Bangladesh Mobile Phone Importers Association (BMPIA) is blaming the slump on the illegal imports and counterfeit products.
“The market is filled with illegal imports and low-quality counterfeit devices,” Mohammed Mesbah Uddin, joint secretary of BMPIA, said at a press conference yesterday.
Illegal imports have soared more than 40 percent, depriving the government of revenue of about Tk 4,000 crore, according to the association's estimation.
“It was always there but in recent times this has become a direct threat to our business,” said Md Ruhul Alam Al Mahbub, president of BMPIA.
In 2017 the industry had imported 3.44 crore units of handsets. But this year, the number will be less than 3 crore. In first nine months of the year, smartphone import dropped 17 percent year-on-year to 50 lakh units.

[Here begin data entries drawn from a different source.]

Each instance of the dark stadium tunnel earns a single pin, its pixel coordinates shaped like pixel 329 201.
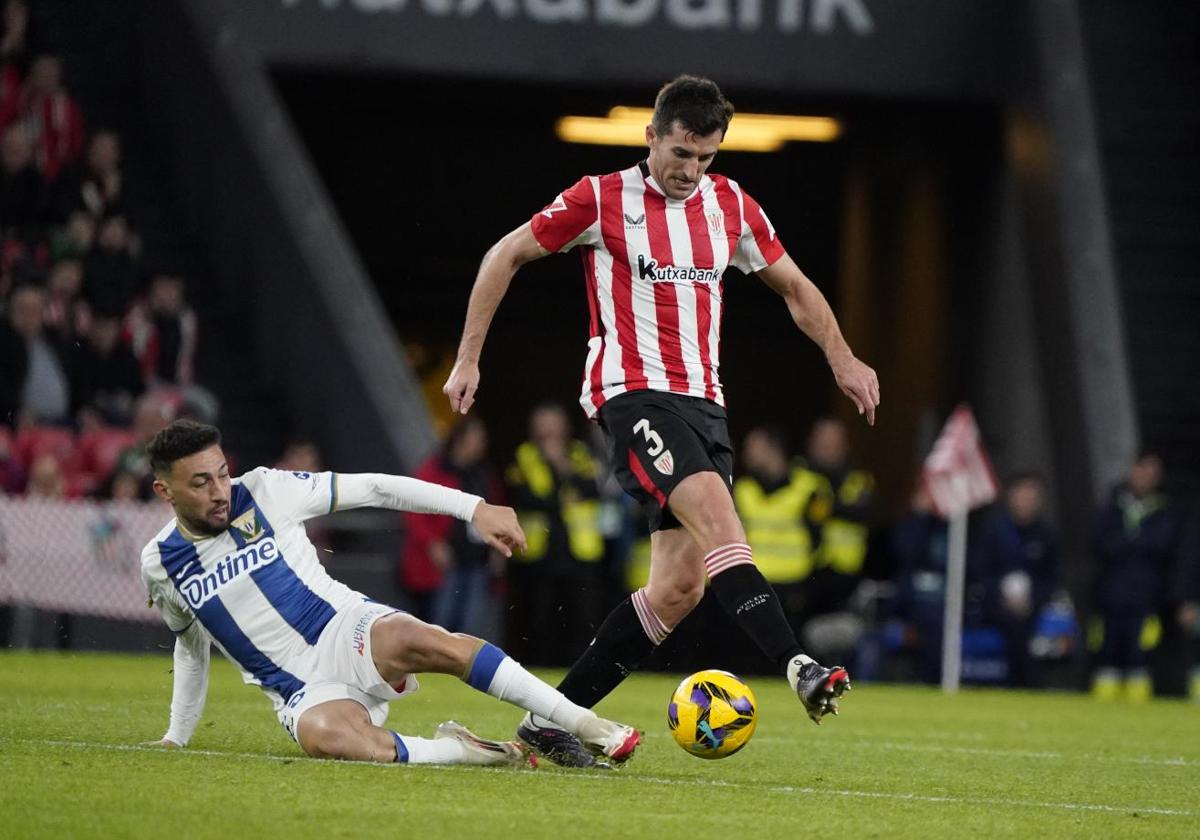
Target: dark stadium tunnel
pixel 427 173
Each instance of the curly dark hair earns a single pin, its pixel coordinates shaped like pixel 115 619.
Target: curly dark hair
pixel 178 441
pixel 694 102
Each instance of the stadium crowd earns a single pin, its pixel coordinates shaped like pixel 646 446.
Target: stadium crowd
pixel 99 349
pixel 97 345
pixel 858 588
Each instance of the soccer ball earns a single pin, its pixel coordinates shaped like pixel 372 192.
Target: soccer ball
pixel 712 714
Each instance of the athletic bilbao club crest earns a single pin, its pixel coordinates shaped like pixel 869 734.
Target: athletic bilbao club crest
pixel 665 463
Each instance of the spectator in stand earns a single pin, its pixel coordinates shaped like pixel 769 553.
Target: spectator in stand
pixel 555 583
pixel 463 603
pixel 1019 565
pixel 111 273
pixel 101 183
pixel 121 486
pixel 918 544
pixel 162 331
pixel 51 117
pixel 1187 600
pixel 441 562
pixel 66 317
pixel 775 502
pixel 1134 546
pixel 12 477
pixel 46 479
pixel 107 377
pixel 843 526
pixel 75 240
pixel 22 191
pixel 34 383
pixel 300 456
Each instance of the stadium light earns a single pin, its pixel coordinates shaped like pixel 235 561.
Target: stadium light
pixel 625 126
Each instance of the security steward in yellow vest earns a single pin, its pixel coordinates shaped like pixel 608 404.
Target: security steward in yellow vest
pixel 775 503
pixel 555 583
pixel 844 525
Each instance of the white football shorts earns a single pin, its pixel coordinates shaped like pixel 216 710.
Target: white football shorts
pixel 346 669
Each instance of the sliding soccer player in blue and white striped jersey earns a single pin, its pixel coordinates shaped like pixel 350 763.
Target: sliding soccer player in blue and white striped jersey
pixel 234 568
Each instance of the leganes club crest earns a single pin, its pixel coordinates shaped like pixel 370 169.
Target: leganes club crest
pixel 249 526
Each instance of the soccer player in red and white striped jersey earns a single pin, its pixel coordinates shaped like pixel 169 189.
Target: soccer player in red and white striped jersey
pixel 655 241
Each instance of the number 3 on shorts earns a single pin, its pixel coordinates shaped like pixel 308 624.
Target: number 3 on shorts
pixel 652 437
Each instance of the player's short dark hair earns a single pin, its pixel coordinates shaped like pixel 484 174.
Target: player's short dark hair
pixel 1026 477
pixel 178 441
pixel 774 435
pixel 694 102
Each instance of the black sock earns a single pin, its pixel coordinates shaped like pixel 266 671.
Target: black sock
pixel 744 593
pixel 621 646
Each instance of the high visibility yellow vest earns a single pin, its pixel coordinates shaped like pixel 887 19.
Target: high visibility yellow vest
pixel 580 515
pixel 775 525
pixel 844 541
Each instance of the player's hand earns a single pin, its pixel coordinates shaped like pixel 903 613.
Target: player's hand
pixel 163 743
pixel 857 382
pixel 498 527
pixel 461 385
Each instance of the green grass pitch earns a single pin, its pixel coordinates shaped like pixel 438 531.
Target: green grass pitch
pixel 899 762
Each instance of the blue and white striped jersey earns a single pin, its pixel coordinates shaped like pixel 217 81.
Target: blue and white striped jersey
pixel 258 589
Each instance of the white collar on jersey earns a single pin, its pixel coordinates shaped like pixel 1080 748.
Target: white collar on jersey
pixel 654 185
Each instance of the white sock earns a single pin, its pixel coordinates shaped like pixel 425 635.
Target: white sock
pixel 439 751
pixel 516 685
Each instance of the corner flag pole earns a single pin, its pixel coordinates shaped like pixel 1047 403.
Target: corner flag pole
pixel 955 585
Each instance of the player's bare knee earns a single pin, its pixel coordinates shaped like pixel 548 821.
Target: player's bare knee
pixel 323 736
pixel 677 597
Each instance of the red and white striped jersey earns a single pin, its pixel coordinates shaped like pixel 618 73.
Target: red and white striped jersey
pixel 653 267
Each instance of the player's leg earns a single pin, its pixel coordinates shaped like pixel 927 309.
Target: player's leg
pixel 641 622
pixel 402 645
pixel 705 507
pixel 342 729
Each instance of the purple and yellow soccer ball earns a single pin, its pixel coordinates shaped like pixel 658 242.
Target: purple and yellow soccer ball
pixel 712 714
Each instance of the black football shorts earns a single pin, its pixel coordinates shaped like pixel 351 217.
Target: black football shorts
pixel 657 439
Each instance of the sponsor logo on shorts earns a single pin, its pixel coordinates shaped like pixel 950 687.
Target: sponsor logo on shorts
pixel 249 526
pixel 359 637
pixel 665 463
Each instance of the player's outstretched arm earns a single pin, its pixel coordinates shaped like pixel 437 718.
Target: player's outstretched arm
pixel 498 526
pixel 501 263
pixel 811 313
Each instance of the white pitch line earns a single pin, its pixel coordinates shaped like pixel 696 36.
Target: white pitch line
pixel 1000 753
pixel 682 783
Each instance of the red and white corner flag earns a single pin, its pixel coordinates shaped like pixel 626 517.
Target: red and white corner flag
pixel 959 478
pixel 958 472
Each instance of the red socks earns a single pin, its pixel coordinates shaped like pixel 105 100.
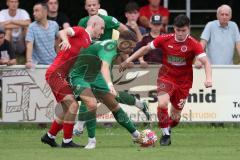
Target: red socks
pixel 163 117
pixel 173 123
pixel 55 128
pixel 67 130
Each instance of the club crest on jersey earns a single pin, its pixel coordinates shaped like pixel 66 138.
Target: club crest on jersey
pixel 184 48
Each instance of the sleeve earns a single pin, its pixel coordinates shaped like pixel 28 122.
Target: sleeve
pixel 108 52
pixel 78 30
pixel 142 12
pixel 64 18
pixel 206 32
pixel 198 50
pixel 30 34
pixel 25 15
pixel 2 18
pixel 140 44
pixel 83 22
pixel 111 22
pixel 10 51
pixel 56 29
pixel 236 33
pixel 157 42
pixel 165 12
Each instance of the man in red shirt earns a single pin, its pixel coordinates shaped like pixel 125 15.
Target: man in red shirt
pixel 175 76
pixel 146 12
pixel 73 39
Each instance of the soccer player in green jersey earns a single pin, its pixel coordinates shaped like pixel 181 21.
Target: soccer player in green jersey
pixel 111 23
pixel 90 77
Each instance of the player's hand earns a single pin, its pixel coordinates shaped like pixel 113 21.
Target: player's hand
pixel 65 45
pixel 133 25
pixel 208 83
pixel 130 65
pixel 28 65
pixel 143 64
pixel 112 89
pixel 198 64
pixel 123 66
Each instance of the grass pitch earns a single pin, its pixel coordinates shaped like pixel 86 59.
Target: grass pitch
pixel 189 142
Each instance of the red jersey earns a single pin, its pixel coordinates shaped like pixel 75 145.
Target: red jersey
pixel 65 59
pixel 177 57
pixel 147 12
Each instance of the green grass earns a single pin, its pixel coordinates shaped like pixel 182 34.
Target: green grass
pixel 189 142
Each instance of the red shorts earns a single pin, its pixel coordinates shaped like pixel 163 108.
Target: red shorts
pixel 59 85
pixel 178 93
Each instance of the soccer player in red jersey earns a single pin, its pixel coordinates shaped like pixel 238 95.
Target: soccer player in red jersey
pixel 176 75
pixel 73 39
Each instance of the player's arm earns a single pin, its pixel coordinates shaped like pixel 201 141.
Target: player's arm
pixel 139 53
pixel 208 69
pixel 22 23
pixel 197 63
pixel 144 21
pixel 122 28
pixel 107 76
pixel 238 48
pixel 29 48
pixel 63 35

“Many shops in the capital including Bashundhara City, Jamuna Future Park, Motalib Plaza and Eastern Plaza sell illegally imported smartphones,” Uddin said.
Most of the Xiaomi and iPhone smartphones enter the market illegally and Samsung is also facing this problem, according to Mahbub, who is also the chairman of Fair Group, a distributor of Samsung phones. As many as 35 percent of the Samsung smartphones come to the market illegally through airports and land ports, he added. Leaders of the associations also pointed out the poor quality of the 4G network for the poor sales.
BMPIA urge the government to reduce the supplementary duty from 10 percent to 5 percent on mobile phone imports and waive the 5 percent value-added tax.
“If the government give us that kind of support we can assemble the entire country's demand within next couple of years,” said Jakaria Shahid, managing director of Edison Group, the parent company of market leader handset vendor Symphony.